Thanks for the update. So good for prototyping, but not stable. When something is printed in Formlabs Flexible, do you notice a hardening within a few days too?

Flexible doesn’t really harden, but it’s a weird consistency. A stale gummy bear is as close as I can imagine to describe it. I’m assuming that part of what was being photo-reacted was still undercured, and that it continued to cure, getting stiffer. I’m thinking more Flexible, but not 100% Flexible, might be better. We’ll see…

I think that should provide good results. Tough is similar to flexible but resists shearing much better. Would Tufflex-33 still work for your snap-fit assembly or does it recover too slowly even for that?
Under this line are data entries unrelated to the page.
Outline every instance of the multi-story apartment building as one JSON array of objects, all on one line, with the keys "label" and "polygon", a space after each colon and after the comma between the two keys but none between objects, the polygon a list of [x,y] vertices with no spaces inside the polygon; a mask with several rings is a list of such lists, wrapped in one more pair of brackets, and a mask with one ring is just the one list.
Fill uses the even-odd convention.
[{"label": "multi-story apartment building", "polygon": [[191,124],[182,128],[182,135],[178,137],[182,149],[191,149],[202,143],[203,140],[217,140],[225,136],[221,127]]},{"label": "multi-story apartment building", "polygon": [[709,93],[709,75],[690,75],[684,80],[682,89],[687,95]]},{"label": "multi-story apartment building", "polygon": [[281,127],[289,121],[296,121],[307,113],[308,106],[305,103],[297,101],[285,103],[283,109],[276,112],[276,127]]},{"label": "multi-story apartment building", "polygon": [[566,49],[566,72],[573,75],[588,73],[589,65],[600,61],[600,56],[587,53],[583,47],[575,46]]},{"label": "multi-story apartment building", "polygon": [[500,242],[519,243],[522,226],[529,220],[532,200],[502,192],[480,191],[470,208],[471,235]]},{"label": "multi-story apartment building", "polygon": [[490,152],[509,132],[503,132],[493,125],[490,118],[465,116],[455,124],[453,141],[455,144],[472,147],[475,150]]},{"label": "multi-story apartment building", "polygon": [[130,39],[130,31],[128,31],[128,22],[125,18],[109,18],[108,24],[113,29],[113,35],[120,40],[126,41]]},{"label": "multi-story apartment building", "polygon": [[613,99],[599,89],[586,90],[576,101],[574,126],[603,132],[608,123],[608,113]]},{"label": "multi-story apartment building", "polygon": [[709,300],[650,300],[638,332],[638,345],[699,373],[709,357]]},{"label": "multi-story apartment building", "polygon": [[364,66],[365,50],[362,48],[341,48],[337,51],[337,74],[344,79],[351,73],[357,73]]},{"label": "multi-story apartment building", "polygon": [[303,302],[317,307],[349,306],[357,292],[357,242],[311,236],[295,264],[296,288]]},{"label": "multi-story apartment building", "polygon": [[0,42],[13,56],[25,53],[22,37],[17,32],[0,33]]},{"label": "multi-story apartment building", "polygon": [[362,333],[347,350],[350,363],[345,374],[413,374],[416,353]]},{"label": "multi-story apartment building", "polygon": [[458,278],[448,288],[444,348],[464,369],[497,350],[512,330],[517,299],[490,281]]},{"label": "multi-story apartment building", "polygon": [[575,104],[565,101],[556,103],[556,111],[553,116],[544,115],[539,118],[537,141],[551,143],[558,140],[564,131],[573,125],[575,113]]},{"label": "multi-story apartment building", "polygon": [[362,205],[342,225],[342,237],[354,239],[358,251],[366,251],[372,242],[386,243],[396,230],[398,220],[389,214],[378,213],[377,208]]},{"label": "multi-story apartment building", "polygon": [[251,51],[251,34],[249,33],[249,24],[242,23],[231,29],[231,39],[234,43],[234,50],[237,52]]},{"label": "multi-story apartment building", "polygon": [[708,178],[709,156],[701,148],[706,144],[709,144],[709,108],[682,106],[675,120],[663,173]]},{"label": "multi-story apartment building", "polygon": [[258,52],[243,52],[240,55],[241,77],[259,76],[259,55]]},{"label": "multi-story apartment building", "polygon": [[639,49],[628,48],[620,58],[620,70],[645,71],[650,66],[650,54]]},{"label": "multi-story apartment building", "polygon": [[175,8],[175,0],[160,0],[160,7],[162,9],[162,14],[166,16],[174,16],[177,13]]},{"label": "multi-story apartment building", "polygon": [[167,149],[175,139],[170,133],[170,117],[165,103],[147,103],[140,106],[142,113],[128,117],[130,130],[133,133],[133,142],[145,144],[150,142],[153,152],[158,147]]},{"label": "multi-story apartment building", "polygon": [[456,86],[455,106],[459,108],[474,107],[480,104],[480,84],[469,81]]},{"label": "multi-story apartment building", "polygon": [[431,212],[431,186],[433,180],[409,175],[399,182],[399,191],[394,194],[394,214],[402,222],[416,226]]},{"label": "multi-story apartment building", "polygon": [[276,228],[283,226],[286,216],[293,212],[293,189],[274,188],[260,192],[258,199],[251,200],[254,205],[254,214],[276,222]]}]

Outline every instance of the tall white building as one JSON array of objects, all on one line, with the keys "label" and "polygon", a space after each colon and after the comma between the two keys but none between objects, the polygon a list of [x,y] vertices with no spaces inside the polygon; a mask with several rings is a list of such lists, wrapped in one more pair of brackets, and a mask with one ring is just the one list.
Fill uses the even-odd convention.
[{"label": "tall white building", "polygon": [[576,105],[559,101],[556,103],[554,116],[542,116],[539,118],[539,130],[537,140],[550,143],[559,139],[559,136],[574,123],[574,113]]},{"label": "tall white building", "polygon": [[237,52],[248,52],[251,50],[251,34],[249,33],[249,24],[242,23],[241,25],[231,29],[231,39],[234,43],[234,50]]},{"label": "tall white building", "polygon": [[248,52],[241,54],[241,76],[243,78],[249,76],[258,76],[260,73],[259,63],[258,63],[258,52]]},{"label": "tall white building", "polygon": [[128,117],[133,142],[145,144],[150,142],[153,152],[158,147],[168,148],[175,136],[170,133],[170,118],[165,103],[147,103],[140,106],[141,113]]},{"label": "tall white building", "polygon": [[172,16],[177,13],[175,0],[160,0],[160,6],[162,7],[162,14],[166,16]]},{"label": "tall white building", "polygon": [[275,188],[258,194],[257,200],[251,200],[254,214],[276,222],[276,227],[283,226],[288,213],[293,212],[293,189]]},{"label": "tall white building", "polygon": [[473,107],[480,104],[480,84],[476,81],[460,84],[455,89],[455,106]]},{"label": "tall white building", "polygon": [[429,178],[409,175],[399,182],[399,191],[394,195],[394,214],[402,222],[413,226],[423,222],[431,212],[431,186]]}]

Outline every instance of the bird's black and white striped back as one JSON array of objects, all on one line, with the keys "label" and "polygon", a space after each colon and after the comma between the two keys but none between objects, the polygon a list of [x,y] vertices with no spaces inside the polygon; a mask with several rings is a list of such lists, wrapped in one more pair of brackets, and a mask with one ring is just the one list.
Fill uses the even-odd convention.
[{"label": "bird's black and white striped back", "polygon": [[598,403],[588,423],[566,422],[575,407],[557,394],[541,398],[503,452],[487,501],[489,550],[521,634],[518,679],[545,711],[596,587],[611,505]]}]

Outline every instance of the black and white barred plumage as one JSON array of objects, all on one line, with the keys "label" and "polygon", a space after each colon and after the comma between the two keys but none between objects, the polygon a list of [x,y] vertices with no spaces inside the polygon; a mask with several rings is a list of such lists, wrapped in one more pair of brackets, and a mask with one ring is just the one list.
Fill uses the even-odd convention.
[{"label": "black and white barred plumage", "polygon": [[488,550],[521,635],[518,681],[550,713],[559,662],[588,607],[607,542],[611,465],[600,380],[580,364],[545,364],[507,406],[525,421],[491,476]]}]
I don’t post cure my clear parts (not a controlled post cure that is) but they do get brittle over 24 hours. I had been using a part with a press-fit assembly with a machined PC part and within the same day of post processing the press fit works wonderfully, a day later, every single one broke on me. I always assume this was due to post curing via ambient light but there might actually be some property change over time that isn’t cure related. I wish I had a three point bend tester to investigate, I suppose I could fudge my own.

Lastly I wonder how the post cure affects the flexible resin within the mixture. AFAIK a post cure is required on tough but only recommended on flexible to remove the tacky surface feel of the uncured resin (water submersion highly recommended) In my own experiments I accidentally baked a flexible part under a production UV flood until it was yellowed and lost some of its flexibility. This happened surprisingly fast. Though if this is what you were running into with your property changes I would think it would have been stiff immediately after post cure.

Fascinating stuff, keep us updated. =]

No, the Clear/Tough @ 50% each (Tuff) works excellent for that. Clear was great, but as you know, it gets a bit too brittle. For most everything I’m doing, except for rubber parts or course, Tuff has been fantastic so far.

Since Tough and Tuff sound the same, we need a better name for this hybrid mix. Ideas?

I haven’t had the need to make the differentiation in spoken conversation so it doesn’t bother me much… How about DuraVis?

This brainstorming reminds me of plastics compounding companies naming their proprietary resins.

Hi guys

currently printing with 50/50 mix (tuff) but without heater.
I’ve done the mix without measuring by mixing the resins 50/50 directly in the tank.

after hour I will post the results, but for now the model looks with very good detail for 100 microns.